Climate change: The years of living dangerously

Friday 04/12/2015
Lebanese protester taking part in march organised by civil society groups

BEIRUT - The Middle East, facing dwindling water resources and swelling populations, has a lot riding on a massive conference that opened November 30th in Paris to seek an agreement to counter climate change, arguably the most complex international crisis the world faces.

An unprecedented 150 heads of state or government attended the opening session of the 12-day confer­ence, despite Islamic State (ISIS) attacks on the city on November 13th in which 130 people were killed in a frenzy of gunfire and suicide bomb­ings.

About 40,000 people were expected to attend the conference, so security has been tight due to concerns that Western Europe faces more terrorist attacks.

Deadly as those attacks might be, scientists say that failure to secure a global agreement on climate change will be infinitely more catastrophic for mankind.

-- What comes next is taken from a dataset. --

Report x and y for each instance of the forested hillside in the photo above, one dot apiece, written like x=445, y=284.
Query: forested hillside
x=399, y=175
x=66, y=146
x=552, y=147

Rising sea levels caused by the polar ice caps melting threaten low-lying coastal cities of the region, from Casablanca to Beirut. An increase of 2 degrees Celsius in the Earth’s tem­perature would flood land on which an estimated 280 million people live, many of them in the Middle East.

Ferocious heatwaves, more intense than any human being has ever endured, would turn parts of the Arab world into a hell on Earth if carbon dioxide emissions continue at current rates, the Massachusetts Institute of Technology warned in October.

Water is already the core of disputes between Israel and the Palestinians, Egypt and Ethiopia, and between Turkey and Syria and Iraq, the vor­tex of a war that threatens to engulf the entire region.

But if supplies dwindle because of climate change, it could become the cause of a far more catastrophic conflict over vanishing resources.

The prospects that the Paris con­ference will succeed are not good. Previous efforts to find an agreement failed, mainly due to deadlock between rich and poor countries over sharing the financial burden of such a mon­umental task — about $100 billion a year beginning in 2020.

The International Institute for Strategic Studies in London warned in a strategic assessment that the Paris negotiations will be intense and difficult “and probably incon­clusive.

“While Paris represents the cul­mination of decades of effort to secure a global deal, the resulting treaty will likely represent a milestone in an ongoing process rather than an end­point in the complicated and lengthy transition to a low-carbon future.”